Gas wells require continuous checking to insure that the wells are being produced at optimum conditions. Water or liquid accumulation in the wellbore will restrict gas production. The acoustic liquid level test offers an inexpensive non-intrusive testing procedure for determining wellbore conditions so that optimization of producing conditions can be performed. Examples of surface acoustic tests on operating gas wells that are above and below critical flow rates are shown and discussed. These acoustic tests help the operator visualize present operating conditions and to implement a better operating technique to improve production and well operations if needed. The new procedure involves monitoring fluid level and pressure in the tubing during a short term test sequence. Tests clearly show the redistribution of flowing gas and liquid and allow the construction of the corresponding tubing pressure traverse and the determination of the flowing gas/liquid ratio, liquid fallback volume and flowing BHP.


Flowing gas wells may be characterized as falling in one of three types as illustrated in Figure 1. In the first case (Type 1) any liquid being produced with the gas or condensing due to temperature and pressure changes is uniformly distributed in the wellbore. The gas velocity is sufficient to continuously carry liquid as a fine mist or small droplets to the surface, establishing a relatively low and fairly uniform flowing pressure gradient. In the second case (Type 2) the gas velocity is not able to uniformly carry sufficient liquid to the surface resulting in a higher percentage of liquid accumulating in the lower part of the well. The flowing pressure gradient will show dual values, a low gradient (close to that of the flowing gas) above the gas/liquid interface and a higher gradient in the lower section ofthe well. In the lower section of the well the flow is characterized as practically zero net liquid flow with bubbles or slugs of gas percolating through the liquid and then gas flowing to the surface. As the gas rate is further decreased, even to the point close to ceasing, the concentration of liquid at the bottomof the well is greater than 90 % and discrete gas bubbles are lowing through the liquid. The Type 3 well diagram represents this condition when there is practically no flow into the wellbore. In this case the combination of the tubing head gas pressure plus the gradient of the liquid column may temporarily exceed the reservoir pressure causing liquid to back flow into the formation.

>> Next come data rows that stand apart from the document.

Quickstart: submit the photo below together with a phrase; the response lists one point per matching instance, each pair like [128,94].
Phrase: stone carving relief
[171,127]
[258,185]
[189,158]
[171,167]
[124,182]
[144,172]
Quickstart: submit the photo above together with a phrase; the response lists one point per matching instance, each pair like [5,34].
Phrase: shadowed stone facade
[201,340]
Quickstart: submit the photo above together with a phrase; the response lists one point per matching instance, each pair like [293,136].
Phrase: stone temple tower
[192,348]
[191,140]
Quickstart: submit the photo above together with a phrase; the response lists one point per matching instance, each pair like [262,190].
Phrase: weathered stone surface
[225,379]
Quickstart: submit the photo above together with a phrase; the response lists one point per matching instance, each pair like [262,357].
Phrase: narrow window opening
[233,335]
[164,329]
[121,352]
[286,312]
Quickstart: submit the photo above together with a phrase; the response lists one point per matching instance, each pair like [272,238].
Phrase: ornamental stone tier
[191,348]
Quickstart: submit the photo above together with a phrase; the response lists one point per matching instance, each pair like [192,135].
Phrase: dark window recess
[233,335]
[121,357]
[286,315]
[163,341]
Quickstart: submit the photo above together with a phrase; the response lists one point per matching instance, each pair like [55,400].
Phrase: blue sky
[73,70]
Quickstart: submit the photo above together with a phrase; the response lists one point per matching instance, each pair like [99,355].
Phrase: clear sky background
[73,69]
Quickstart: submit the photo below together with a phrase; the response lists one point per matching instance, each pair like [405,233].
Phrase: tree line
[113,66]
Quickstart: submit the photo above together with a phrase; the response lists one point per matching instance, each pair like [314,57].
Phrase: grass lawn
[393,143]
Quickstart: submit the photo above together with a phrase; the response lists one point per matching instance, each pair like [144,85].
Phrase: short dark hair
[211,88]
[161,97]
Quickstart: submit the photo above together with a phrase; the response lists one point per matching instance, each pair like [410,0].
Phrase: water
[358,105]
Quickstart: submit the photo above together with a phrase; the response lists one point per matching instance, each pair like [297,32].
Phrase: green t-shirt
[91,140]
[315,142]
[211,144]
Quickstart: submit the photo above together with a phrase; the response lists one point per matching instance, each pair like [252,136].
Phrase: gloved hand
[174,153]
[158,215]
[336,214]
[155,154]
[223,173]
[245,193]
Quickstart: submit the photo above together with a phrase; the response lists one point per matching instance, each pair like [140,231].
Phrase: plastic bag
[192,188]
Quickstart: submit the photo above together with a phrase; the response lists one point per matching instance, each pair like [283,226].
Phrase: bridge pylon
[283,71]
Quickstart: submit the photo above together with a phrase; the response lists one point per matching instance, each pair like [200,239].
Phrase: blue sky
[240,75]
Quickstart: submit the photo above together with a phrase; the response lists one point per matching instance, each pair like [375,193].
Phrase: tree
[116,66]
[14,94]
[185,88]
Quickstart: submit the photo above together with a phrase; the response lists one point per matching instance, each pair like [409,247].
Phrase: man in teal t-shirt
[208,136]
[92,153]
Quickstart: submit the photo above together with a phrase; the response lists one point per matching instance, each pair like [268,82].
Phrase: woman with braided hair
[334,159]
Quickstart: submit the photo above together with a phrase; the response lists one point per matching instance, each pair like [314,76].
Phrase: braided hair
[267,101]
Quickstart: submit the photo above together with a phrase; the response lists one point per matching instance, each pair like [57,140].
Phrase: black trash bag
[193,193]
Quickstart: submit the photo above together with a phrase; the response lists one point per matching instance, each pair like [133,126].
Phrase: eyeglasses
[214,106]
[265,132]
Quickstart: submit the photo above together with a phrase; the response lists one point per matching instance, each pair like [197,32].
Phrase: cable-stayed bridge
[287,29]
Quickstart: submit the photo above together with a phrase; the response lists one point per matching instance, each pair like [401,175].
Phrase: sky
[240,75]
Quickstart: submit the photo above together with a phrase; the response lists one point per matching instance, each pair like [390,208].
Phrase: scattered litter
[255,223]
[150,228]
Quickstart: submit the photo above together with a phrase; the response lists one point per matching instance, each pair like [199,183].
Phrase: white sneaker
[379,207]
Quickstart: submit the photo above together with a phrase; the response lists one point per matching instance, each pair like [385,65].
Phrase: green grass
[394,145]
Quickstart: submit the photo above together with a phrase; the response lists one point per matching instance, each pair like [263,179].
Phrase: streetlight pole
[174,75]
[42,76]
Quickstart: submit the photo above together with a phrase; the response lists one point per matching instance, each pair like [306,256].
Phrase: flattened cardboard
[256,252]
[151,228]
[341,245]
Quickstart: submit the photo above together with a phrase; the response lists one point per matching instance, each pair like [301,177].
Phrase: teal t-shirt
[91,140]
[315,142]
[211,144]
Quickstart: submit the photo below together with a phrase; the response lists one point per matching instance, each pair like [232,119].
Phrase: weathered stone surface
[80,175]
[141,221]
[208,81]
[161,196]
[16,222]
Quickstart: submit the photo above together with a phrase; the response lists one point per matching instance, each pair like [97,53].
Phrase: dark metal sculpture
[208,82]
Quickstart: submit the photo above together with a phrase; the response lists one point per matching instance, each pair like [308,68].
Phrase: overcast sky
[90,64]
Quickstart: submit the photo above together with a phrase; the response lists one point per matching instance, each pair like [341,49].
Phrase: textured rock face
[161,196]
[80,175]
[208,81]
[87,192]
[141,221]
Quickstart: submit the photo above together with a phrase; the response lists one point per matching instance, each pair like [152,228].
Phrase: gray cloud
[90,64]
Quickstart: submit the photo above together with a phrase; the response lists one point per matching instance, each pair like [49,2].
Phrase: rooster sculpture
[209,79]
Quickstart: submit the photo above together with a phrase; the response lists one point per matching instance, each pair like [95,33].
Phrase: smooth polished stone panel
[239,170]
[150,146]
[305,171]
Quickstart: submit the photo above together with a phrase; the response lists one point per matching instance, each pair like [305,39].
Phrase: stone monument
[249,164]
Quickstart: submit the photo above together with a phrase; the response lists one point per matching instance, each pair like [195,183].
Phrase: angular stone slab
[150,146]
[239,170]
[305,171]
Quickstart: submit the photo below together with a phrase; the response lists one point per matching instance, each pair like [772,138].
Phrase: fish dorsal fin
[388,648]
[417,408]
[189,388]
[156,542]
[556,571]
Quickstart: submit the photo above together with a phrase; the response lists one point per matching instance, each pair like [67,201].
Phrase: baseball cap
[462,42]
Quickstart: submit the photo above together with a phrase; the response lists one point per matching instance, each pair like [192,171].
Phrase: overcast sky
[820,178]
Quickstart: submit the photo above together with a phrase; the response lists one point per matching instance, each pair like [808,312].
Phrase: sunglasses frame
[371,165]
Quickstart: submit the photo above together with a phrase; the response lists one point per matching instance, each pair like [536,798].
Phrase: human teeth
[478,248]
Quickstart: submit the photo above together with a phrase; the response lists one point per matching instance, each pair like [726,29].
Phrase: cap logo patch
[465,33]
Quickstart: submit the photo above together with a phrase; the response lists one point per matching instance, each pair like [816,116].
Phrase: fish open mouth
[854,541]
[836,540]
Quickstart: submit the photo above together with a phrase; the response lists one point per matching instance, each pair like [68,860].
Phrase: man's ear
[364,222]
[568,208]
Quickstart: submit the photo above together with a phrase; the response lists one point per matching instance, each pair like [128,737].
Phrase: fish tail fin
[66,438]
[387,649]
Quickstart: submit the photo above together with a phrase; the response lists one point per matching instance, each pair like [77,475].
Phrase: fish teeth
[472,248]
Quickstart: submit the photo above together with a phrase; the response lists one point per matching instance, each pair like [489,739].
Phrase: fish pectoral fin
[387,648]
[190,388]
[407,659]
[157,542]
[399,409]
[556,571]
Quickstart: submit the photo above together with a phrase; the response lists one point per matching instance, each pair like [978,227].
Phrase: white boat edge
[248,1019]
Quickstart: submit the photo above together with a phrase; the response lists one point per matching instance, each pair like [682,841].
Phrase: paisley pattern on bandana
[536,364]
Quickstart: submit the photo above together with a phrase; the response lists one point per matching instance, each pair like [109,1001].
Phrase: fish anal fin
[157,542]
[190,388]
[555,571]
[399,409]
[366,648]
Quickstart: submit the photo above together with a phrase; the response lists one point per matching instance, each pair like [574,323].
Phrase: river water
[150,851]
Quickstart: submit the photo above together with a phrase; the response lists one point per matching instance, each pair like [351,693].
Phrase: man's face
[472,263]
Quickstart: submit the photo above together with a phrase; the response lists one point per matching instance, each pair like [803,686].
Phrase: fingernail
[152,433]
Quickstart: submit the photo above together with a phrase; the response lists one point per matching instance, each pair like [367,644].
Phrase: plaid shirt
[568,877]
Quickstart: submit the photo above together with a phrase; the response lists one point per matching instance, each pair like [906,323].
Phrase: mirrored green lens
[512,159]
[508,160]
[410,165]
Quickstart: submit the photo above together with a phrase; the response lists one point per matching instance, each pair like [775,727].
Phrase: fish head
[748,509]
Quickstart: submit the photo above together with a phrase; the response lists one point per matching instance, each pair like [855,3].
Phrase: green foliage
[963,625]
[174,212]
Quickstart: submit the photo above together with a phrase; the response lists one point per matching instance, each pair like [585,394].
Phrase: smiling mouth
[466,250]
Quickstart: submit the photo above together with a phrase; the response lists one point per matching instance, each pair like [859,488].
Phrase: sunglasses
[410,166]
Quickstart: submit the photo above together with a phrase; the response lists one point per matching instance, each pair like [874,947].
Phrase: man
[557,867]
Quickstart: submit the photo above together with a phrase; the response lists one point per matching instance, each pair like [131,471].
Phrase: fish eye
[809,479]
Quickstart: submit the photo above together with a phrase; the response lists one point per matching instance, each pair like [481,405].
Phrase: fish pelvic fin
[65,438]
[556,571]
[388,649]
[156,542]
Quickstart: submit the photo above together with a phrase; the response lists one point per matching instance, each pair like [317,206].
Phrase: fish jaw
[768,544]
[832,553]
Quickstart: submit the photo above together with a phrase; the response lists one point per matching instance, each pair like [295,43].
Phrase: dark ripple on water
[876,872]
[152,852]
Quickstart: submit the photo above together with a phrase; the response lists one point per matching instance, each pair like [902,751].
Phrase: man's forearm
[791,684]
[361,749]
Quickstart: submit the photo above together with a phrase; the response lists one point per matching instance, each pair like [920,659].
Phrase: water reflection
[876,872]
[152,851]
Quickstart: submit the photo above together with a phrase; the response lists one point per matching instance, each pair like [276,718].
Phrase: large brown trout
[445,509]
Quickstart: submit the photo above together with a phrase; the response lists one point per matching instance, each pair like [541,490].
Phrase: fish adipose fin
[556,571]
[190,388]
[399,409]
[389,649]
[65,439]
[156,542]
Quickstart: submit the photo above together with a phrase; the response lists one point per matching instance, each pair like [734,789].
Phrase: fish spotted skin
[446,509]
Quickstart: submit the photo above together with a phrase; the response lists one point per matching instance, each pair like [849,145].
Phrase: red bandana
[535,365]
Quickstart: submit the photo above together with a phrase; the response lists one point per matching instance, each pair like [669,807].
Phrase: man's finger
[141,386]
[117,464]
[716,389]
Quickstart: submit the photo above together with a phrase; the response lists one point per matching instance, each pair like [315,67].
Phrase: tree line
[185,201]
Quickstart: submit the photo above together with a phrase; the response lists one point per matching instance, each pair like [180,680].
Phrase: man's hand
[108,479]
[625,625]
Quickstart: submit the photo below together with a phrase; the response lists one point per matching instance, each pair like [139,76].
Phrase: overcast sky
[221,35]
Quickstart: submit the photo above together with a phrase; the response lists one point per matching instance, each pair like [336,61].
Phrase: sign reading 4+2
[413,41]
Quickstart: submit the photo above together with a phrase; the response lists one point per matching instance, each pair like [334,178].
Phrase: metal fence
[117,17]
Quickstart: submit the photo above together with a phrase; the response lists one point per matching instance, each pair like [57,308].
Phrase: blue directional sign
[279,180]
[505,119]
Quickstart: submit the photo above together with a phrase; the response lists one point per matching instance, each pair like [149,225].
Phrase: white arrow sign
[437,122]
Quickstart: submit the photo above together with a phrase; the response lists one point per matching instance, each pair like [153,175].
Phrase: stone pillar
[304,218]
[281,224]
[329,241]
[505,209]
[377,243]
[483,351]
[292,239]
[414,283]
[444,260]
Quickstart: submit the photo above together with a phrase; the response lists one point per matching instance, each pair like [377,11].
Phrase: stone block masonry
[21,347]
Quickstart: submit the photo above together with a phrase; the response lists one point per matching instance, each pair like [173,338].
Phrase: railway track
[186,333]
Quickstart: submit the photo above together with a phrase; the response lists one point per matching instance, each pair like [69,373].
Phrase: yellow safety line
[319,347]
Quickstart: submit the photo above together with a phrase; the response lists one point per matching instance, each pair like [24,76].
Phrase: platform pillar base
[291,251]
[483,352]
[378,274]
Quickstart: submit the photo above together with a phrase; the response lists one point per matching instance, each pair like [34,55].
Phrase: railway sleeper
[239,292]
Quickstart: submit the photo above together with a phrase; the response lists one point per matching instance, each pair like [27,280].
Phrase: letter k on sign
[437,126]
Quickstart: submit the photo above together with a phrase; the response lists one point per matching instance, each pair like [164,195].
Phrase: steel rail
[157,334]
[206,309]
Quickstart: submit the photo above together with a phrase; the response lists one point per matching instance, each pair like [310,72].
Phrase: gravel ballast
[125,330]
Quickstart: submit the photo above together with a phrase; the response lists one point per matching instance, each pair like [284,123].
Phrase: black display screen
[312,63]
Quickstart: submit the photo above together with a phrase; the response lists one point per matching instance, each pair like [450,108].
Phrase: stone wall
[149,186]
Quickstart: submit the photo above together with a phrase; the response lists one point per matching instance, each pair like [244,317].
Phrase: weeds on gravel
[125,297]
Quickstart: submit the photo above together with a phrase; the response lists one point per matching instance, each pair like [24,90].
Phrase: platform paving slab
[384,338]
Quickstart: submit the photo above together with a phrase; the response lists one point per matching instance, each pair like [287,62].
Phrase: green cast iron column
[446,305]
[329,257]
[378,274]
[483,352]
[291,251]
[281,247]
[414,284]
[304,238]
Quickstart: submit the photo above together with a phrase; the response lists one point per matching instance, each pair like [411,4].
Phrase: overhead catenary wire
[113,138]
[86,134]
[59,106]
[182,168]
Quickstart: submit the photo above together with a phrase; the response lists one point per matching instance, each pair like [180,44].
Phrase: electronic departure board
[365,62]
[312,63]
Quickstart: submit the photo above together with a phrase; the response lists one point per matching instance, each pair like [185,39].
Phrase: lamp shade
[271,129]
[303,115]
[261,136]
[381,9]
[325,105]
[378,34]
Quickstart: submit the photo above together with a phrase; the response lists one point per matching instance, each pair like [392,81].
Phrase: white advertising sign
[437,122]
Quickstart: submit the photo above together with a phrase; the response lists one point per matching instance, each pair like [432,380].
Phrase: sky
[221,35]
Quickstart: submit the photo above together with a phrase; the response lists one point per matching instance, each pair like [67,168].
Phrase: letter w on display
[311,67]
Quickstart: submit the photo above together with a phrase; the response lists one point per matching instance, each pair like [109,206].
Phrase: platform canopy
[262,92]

Knowledge of the flowing gradient and fluid distribution in the well is of paramount importance in determining whether inflow from the formation is being restricted by excessive liquid in the flow string, thus requiring application of some deliquifying technique such as installation of plungers, pumps or redesign of the flow string to increase gas velocity. For further details on liquid loading of gas wells please refer to the following papers: SPE2198 by Turner1 for high pressure gas wells, and article by Coleman2 in Journal of Petroleum Technology of 1991 for lower pressure gas wells.